Eyes Wide Shut

 
 
 

To suggest September 10, 2025 as the moment we should finally “sense a disturbance in the Force” is telling. To recognize the fracture in our civil society only now, after the tragic killing of Minnesota public servants and countless acts of violence toward Jewish citizens and school children, demonstrates the problem. The warning signs started long ago and treating them as isolated instead of systemic has allowed them to deepen.

The disturbance should have been evident when a sitting president incited an insurrection against the United States Capitol on January 6, 2021. That was not an ambiguous episode but rather a violent attempt to disrupt the peaceful transfer of power. The fact that this individual was subsequently reelected and then pardoned those who engaged in that very violence, underscores how tolerance for anti-democratic behavior has grown. These were the moments that shook our foundations of stability.

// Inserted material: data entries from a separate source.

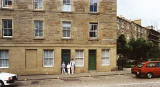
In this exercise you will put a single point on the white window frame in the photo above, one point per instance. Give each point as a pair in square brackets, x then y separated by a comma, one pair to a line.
[3, 29]
[105, 57]
[38, 29]
[6, 5]
[66, 6]
[51, 57]
[79, 57]
[6, 58]
[95, 31]
[91, 2]
[66, 27]
[39, 4]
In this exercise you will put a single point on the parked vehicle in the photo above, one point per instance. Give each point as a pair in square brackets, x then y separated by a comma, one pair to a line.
[7, 79]
[148, 69]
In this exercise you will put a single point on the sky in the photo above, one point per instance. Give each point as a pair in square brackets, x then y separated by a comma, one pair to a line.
[146, 10]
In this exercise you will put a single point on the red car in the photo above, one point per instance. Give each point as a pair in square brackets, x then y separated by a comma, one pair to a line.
[149, 69]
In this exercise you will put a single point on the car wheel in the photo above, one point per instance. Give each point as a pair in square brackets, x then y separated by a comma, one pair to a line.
[1, 84]
[149, 75]
[138, 76]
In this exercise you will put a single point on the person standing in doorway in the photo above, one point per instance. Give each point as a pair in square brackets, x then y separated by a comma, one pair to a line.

Barbara F. Walter, a leading scholar of civil conflict, has emphasized that the most reliable warning signs of civil war are not spontaneous outbreaks of violence but long-developing conditions: intense polarization, leaders who exploit crises to undermine institutions, and political actors who shift away from democratic competition toward coercion. In her view, Donald Trump’s rhetoric and actions are advancing precisely these dynamics by stoking grievances, eroding trust in institutions, and normalizing political violence.

The world is on fire. And it burns hotter because America’s shining city on a hill has dimmed. Democracy’s guardrails cannot hold on their own; they endure only when citizens open their eyes, recognize the threats, and stand together to resist them.